Back on Nelly, the barge—at least, that’s what it sounds like from Rucks’ description—has built a pair of turrets on herself to defend both her and me, which is useful getting through the next wave of enemies. At the end, the barge is severely damaged, and crashes “with her last breath” on an island overrun by birds, at least until the Kid gets done with it. But instead of getting to fly back to Bastion, there’s a hole in the ground, and I have to go through there.
This takes me to Prosper Bluff (which reminds me of Prosperity Plaza in Bioshock Infinite, which was most definitely not a happy place, although perhaps I am supposed to think of Prospero from The Tempest, although that’s even less comforting given his propensity for self-justification, abuse of power, and general cluelessness about the way the world works).
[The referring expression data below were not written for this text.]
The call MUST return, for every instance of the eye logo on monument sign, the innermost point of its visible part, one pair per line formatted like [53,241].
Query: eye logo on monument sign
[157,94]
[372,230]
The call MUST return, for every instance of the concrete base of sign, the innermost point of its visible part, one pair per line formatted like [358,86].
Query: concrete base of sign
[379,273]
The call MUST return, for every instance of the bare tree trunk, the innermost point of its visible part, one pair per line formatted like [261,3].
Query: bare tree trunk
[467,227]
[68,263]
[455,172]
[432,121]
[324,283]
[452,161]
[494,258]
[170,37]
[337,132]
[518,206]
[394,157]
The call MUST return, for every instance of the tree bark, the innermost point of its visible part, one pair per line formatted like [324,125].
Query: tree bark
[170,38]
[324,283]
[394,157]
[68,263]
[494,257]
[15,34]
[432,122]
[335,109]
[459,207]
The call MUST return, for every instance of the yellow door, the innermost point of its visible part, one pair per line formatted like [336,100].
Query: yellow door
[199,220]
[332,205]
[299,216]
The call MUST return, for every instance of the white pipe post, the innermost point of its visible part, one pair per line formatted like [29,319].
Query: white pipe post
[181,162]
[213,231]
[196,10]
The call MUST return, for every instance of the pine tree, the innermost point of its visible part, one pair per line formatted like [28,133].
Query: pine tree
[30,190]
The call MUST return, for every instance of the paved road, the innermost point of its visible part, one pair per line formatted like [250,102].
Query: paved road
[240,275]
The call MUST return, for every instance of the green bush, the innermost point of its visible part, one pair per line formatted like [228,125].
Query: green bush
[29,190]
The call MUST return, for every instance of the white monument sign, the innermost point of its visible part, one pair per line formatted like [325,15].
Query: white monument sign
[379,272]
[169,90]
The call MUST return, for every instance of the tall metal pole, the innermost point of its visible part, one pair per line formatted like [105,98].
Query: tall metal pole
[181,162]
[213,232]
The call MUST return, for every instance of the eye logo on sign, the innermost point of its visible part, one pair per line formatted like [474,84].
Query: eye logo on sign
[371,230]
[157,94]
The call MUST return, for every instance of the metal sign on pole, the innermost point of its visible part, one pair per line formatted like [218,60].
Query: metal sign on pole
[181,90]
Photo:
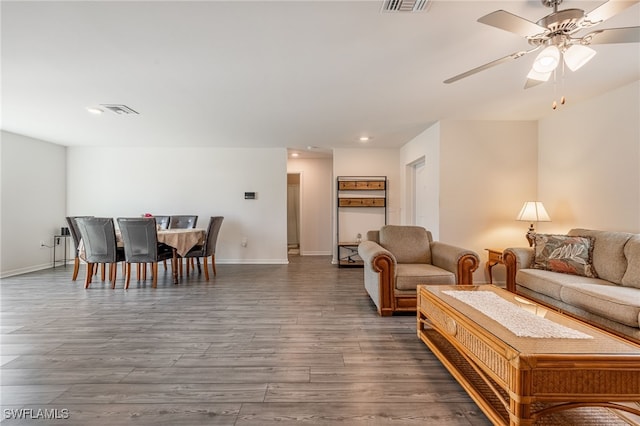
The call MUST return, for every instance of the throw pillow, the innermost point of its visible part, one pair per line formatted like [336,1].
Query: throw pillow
[563,253]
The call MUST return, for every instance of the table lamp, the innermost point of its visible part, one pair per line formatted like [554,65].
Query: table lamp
[533,211]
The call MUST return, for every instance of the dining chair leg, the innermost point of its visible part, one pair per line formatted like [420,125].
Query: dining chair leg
[154,271]
[87,280]
[113,272]
[76,268]
[206,268]
[127,276]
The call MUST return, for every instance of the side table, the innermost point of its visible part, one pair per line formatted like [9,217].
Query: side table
[495,258]
[56,242]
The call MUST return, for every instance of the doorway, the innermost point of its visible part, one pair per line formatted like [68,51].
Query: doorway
[293,214]
[417,193]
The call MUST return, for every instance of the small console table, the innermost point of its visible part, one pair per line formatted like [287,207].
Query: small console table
[495,258]
[65,256]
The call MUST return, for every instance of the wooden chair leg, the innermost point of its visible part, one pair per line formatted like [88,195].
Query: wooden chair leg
[113,272]
[154,271]
[206,268]
[87,280]
[127,276]
[76,268]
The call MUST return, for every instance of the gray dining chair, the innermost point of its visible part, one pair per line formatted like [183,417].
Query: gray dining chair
[140,238]
[75,236]
[99,240]
[183,222]
[208,248]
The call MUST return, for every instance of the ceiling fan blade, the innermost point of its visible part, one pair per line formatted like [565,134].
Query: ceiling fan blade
[531,83]
[607,10]
[613,35]
[512,23]
[515,55]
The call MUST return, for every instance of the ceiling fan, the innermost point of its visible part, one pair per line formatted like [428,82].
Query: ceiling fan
[556,35]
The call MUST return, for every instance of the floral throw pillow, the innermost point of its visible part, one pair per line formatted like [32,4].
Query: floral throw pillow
[562,253]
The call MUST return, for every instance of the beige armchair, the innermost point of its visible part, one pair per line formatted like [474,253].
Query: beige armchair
[398,258]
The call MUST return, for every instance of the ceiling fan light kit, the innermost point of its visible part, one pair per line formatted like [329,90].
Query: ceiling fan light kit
[558,32]
[577,55]
[547,60]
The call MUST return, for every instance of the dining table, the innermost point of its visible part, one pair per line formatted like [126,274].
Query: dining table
[181,240]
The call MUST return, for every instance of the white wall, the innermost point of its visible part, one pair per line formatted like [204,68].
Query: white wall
[316,204]
[33,202]
[425,146]
[589,167]
[368,162]
[119,182]
[480,173]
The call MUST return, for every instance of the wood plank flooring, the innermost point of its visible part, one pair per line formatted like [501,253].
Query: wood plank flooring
[257,345]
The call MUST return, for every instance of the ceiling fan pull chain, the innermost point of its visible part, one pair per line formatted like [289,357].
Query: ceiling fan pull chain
[554,105]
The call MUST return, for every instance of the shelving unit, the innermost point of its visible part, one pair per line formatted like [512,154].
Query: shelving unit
[361,205]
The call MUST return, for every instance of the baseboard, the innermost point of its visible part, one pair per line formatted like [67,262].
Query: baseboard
[25,270]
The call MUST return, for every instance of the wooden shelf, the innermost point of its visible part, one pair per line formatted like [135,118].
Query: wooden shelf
[362,185]
[361,202]
[358,192]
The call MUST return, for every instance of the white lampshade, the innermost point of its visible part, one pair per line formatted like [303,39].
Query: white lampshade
[577,55]
[533,211]
[547,60]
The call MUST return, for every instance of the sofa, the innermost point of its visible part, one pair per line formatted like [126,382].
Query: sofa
[590,274]
[398,258]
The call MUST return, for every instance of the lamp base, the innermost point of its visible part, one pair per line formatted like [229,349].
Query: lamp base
[531,235]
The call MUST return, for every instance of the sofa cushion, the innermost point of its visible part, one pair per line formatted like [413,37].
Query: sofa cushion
[409,244]
[547,282]
[562,253]
[608,252]
[409,275]
[617,303]
[631,277]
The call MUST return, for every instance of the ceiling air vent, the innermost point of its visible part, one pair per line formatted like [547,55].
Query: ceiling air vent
[119,109]
[404,5]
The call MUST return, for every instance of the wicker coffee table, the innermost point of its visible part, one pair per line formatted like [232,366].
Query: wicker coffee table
[518,380]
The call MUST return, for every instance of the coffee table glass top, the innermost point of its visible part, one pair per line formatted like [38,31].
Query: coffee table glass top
[585,339]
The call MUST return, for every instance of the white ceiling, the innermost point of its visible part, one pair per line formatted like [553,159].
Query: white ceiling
[275,73]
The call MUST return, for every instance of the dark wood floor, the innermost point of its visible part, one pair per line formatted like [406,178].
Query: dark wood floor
[257,345]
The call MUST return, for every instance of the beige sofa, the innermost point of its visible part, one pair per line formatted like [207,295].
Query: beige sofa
[609,299]
[398,258]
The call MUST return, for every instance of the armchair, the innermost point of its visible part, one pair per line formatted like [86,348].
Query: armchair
[398,258]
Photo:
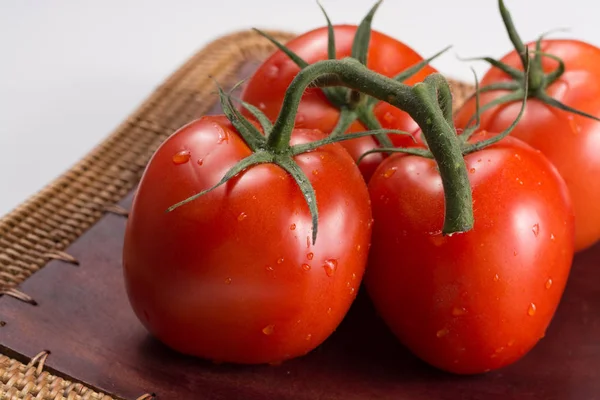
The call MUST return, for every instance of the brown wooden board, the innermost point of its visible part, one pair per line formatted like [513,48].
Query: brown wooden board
[84,319]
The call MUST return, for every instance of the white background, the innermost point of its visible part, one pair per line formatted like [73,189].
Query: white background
[71,71]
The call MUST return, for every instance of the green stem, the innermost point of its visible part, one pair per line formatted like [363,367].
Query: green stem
[418,102]
[370,122]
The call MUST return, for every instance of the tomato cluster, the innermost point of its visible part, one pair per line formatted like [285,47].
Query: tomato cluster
[279,208]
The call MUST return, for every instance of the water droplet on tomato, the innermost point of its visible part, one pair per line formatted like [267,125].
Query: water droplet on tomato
[575,128]
[330,266]
[269,329]
[389,173]
[442,332]
[272,72]
[181,157]
[458,311]
[223,137]
[389,118]
[536,229]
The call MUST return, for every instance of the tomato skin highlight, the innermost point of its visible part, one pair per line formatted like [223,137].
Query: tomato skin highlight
[480,300]
[387,56]
[571,142]
[233,276]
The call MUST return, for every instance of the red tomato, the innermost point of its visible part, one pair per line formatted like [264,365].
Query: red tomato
[480,300]
[386,56]
[233,276]
[570,141]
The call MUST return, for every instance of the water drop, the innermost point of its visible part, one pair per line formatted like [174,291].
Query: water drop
[223,137]
[389,173]
[181,157]
[575,128]
[330,266]
[458,311]
[442,332]
[269,329]
[389,118]
[272,72]
[536,229]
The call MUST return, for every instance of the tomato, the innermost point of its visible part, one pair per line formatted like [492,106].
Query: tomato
[479,300]
[570,141]
[233,276]
[387,56]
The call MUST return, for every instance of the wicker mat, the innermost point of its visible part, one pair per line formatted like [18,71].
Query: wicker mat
[42,227]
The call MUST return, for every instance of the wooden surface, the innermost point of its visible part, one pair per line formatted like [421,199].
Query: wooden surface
[83,318]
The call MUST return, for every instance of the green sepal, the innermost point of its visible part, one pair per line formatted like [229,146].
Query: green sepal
[260,157]
[360,46]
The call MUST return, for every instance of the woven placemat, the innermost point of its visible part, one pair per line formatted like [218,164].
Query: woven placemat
[43,226]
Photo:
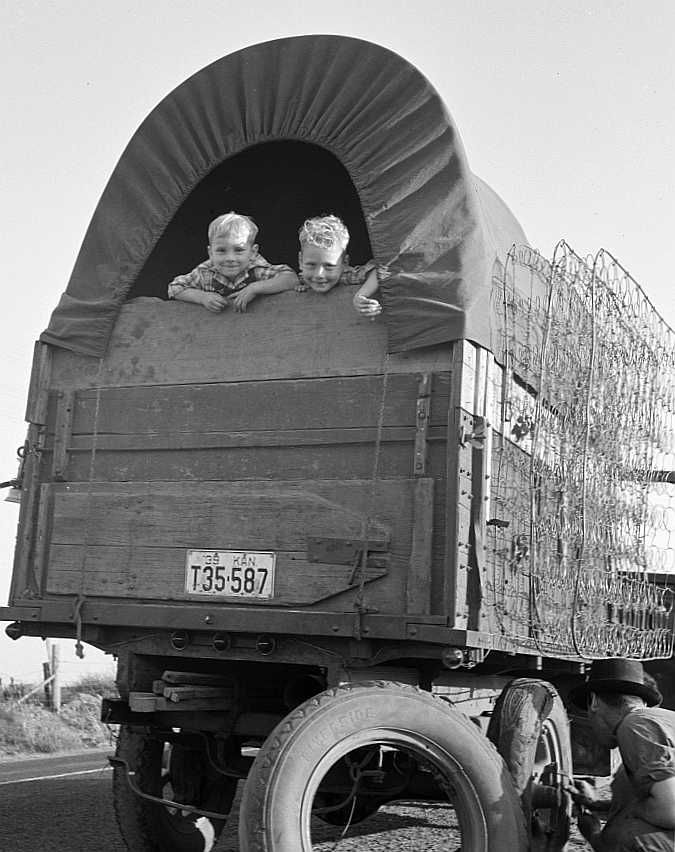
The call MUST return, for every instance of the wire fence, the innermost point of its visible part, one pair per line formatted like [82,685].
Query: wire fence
[583,460]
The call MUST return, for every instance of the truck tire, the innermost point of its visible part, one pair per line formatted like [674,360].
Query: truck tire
[279,793]
[147,826]
[530,728]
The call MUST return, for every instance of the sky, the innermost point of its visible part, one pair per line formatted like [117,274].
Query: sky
[565,109]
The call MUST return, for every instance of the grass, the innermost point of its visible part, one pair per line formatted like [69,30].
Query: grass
[32,729]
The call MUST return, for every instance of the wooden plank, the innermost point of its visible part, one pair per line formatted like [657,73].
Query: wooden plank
[195,678]
[158,573]
[180,694]
[459,464]
[347,461]
[203,514]
[339,403]
[418,581]
[38,388]
[227,440]
[42,536]
[22,582]
[62,434]
[290,334]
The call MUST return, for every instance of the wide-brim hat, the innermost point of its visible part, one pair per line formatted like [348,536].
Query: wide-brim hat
[617,676]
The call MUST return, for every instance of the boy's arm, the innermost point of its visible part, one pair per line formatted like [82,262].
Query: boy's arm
[285,280]
[189,288]
[362,302]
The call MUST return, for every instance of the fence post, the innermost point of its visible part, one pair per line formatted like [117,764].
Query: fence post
[47,684]
[56,684]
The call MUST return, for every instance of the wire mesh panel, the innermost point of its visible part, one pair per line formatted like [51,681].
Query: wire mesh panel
[582,476]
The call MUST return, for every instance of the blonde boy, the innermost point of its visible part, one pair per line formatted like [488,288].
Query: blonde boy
[235,273]
[324,263]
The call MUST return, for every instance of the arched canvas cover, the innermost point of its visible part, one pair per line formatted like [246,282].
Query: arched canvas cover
[437,227]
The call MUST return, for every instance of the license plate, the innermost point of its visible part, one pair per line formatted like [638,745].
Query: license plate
[230,573]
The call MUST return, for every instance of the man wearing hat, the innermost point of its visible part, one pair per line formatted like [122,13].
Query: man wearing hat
[622,705]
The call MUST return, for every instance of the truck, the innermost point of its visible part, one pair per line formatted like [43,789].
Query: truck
[343,562]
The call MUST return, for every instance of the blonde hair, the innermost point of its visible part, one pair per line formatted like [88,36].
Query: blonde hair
[235,224]
[324,232]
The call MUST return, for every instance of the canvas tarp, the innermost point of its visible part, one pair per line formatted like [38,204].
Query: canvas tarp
[436,226]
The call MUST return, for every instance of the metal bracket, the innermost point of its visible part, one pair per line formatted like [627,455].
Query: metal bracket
[117,762]
[422,416]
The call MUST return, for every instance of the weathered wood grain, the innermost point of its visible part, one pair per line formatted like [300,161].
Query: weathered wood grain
[288,335]
[336,403]
[158,573]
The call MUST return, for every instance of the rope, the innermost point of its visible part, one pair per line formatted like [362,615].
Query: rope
[81,597]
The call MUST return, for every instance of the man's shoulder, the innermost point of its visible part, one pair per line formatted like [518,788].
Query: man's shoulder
[645,719]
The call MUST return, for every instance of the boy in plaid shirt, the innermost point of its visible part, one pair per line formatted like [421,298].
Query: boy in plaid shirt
[324,263]
[235,273]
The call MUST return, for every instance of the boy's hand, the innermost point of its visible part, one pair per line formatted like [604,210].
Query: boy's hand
[214,302]
[242,297]
[366,307]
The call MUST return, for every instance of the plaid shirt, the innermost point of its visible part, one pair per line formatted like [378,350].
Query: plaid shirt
[356,275]
[208,278]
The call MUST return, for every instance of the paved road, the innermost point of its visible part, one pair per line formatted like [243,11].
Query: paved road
[64,804]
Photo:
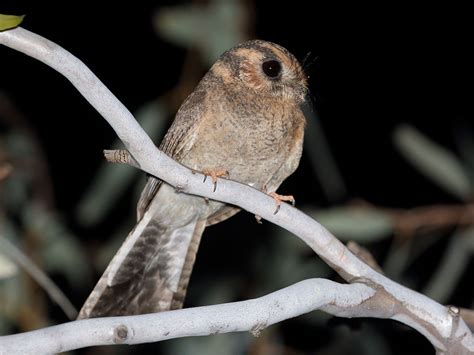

“The city was the most beautiful place in the world,” Rucks remarks. “We were all told that. But some folks just yearn to see the things they can’t.” The Golden Apple. Pandora’s Box and the Fruit of Knowledge and Promethean fire. All stories about how people want what they can’t have and it comes back to bite them. I’m sensing a similar Pyrrhic ending here.
As the Kid approaches another switch to open a gate, a song begins, and Rucks narrates: “The Kid hears somethin’ he hasn’t heard in a long while. How’s that go again?” The song intensifies. “Yeah, that’s it.” It’s an old spiritual about the city on a hill… also reminiscent of Bioshock Infinite for me (although yes, I know that this game predates it), this time in a good way (Infinite still has my favorite soundtrack of any game I’ve ever played). Nevertheless, the song’s focus on the city on a hill tells me that this is definitely a game about overreaching, Icharus and the Tower of Babel all wrapped together.
And since flipping the switch has caused the walkway back to disappear, the Kid has no choice but to take the skybridge, which just throws him back to where he needed to be. Okay, that was much less dramatic than I was expecting. Good to know. Happily, the song continues.
Okay, maybe after a while this song does start to get on your nerves. At any rate, this level has a million narrow wooden bridges with no railings, and if you thought I was bad at staying on nice, broad pathways, you ought to see the disaster in this level. I may actually have to start over because I can’t walk in a diagonal line to save my soul. Seriously—the birds I can handle. The falling off, not so much.
Here’s hoping that the girl playing the lute (and, presumably, singing) on this last island is going to let me get the hell out of here before I fall to my permanent death. Yes, it is. And the Singer agrees to come back to the Bastion, where there’s even more good news.
First, the Singer is Ura, like Zulf, who is very happy to see another Ura. Rucks says that we all become friends, because “Calamity tends to do that to people.” Then he tells me that there’s only one core left. Happy day! And then he says this: “Kid was surprised to hear there was only one core left. I shouldn’t a’ believed it, either.” Damn.